Five different ministers have been in charge since Fr. Hiles left with 98% of the congregation eight years ago. The last two were women. When VOL called the parish a recorded message was heard from the interim vicar The Rev. Jacqueline Schmitt.
St. Paul's "famed" kitchen, which fed hundreds each week, was shut down in 2005 for sanitary reasons. Rodents and fire caused eviction of the only ethnic group from the education building in 2006. A "For Sale" sign can now be seen out front of the building.
Reports have it that area congregations originally supplying St. Paul's kitchen with food for the homeless are now being solicited for financial support of the old building and its general fund.
By contrast, St. Paul's Anglican Church under the care of the Anglican Mission in America and the Province of Rwanda (since 1999) thrives.
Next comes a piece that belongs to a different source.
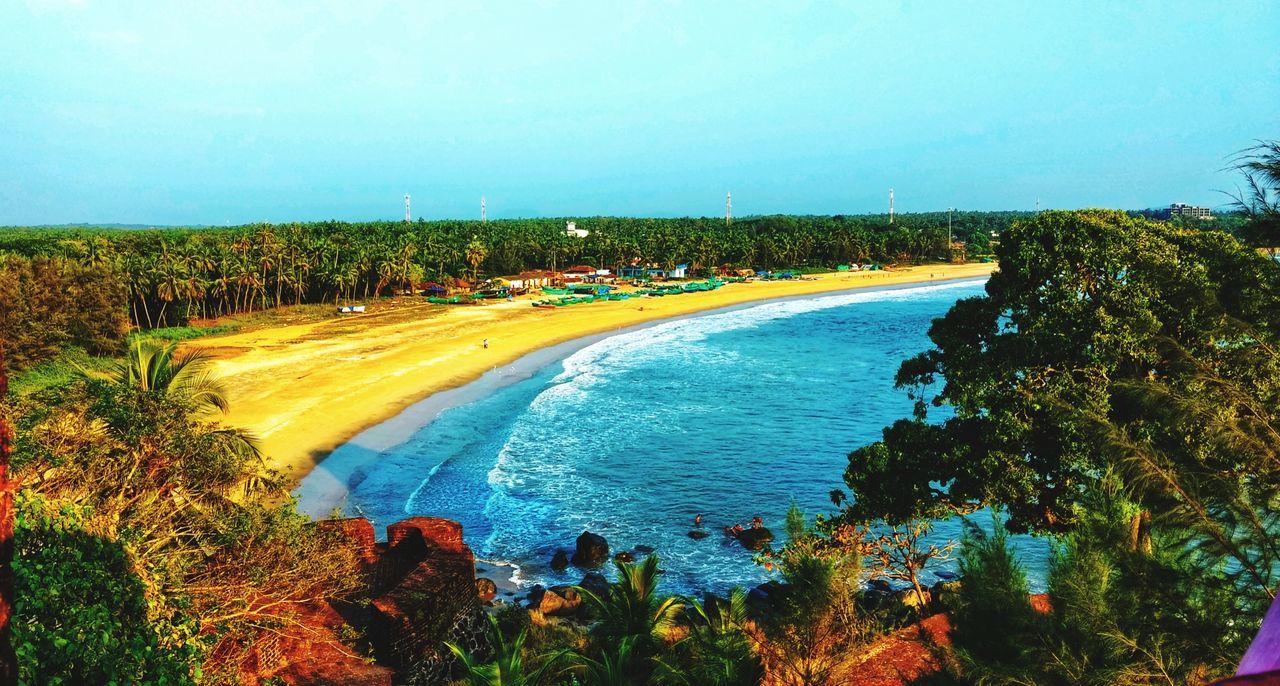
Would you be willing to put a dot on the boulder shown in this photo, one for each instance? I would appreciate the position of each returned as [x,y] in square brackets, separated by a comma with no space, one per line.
[590,550]
[754,539]
[595,582]
[554,602]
It has the same rector, Fr. Jim Hiles, Associate priest and Deacon as before the eviction. The church boasts a modern new mission center with a nave for 225 plus with classrooms and an office. Regular Sunday attendance is well over 200 at two services. The church is planning a Phase II expansion with a new building program. All the bills are paid and there is generous giving to missions, Fr. Hiles told VOL.
The old St. Paul's church, and others across the country like it, will stand for a very long time as empty testimonies to litigation that local communities will overwhelmingly blame on the national church. A recent case was the sale of the cathedral in the Diocese of Western Michigan. Spiritual death leads to financial and ecclesiastical death.
Attorneys like David Booth Beers and revisionist bishops like Tom Shaw, Charles E. Bennison, and Peter James Lee may well win most of the legal battles over properties, but their victories will be at best pyrrhic.
An empty church is a dead church. Sooner or later it will be sold for commercial interests or to an independent Evangelical church looking to make inroads into an old or new community.
Furthermore there can be no doubt that this will have a chilling effect on future giving to the Episcopal Church, as congregations age and whither. As the media reports on the culture wars raging in TEC, demoralization, now all too evident, will only get worse. TEC is reaping what is sowing, and it is reaping the whirlwind of its own demise.